The presupposition that "design just isn't science, whatever the evidence shows - has been the ground rule of historical biology since the late 19th century. This rule usually goes by the name of methodological naturalism (hereafter MN)....
"But 'natural,' the key word in the [National Academy of Sciences'] definition of MN, does not actually mean 'testable.' In the context of MN, 'natural' means *ultimately derived from physics, without the action of mind or intelligence. ... There is no *you,* really. Just physics. ...
"MN only takes options away from investigators, but gives them none. ...
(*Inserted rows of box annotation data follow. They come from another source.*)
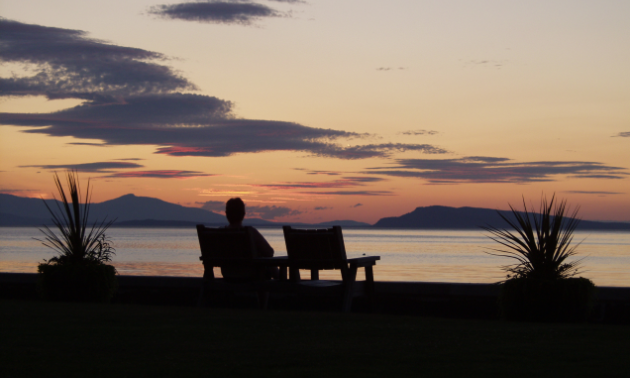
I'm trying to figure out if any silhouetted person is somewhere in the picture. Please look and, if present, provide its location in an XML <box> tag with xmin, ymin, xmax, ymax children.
<box><xmin>221</xmin><ymin>197</ymin><xmax>278</xmax><ymax>280</ymax></box>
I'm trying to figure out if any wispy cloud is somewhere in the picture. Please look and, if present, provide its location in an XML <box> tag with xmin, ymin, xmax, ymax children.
<box><xmin>0</xmin><ymin>19</ymin><xmax>194</xmax><ymax>102</ymax></box>
<box><xmin>103</xmin><ymin>170</ymin><xmax>215</xmax><ymax>179</ymax></box>
<box><xmin>198</xmin><ymin>201</ymin><xmax>225</xmax><ymax>213</ymax></box>
<box><xmin>19</xmin><ymin>161</ymin><xmax>142</xmax><ymax>173</ymax></box>
<box><xmin>376</xmin><ymin>67</ymin><xmax>407</xmax><ymax>71</ymax></box>
<box><xmin>201</xmin><ymin>201</ymin><xmax>302</xmax><ymax>219</ymax></box>
<box><xmin>246</xmin><ymin>206</ymin><xmax>302</xmax><ymax>219</ymax></box>
<box><xmin>564</xmin><ymin>190</ymin><xmax>625</xmax><ymax>195</ymax></box>
<box><xmin>363</xmin><ymin>156</ymin><xmax>628</xmax><ymax>184</ymax></box>
<box><xmin>400</xmin><ymin>130</ymin><xmax>438</xmax><ymax>135</ymax></box>
<box><xmin>300</xmin><ymin>190</ymin><xmax>395</xmax><ymax>196</ymax></box>
<box><xmin>0</xmin><ymin>20</ymin><xmax>447</xmax><ymax>159</ymax></box>
<box><xmin>253</xmin><ymin>177</ymin><xmax>383</xmax><ymax>190</ymax></box>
"The reason MN only takes options away from us stems from the core intelligent design claim, namely, that genuine agency or intelligence is irreducible to physics. ... Design will be a causal option in addition to, with explanatory power over and above, what 'natural' causes provide. Thus, if we throw out design, we will never get it back from physics alone - a loss in power, with no replacement. ...
"Shubin himself, as a student and young professor, lived through radical shifts in the content of evolutionary theory (some of which he sketches in SAR). Take the pattern of homology, for example [which was renamed] 'deep homology.' Despite the falsification of the textbook account by unexpected new data, evolution could be spared embarrassment if the adjective 'deep' stepped protectively in front of 'homology,' changing the meaning of that term....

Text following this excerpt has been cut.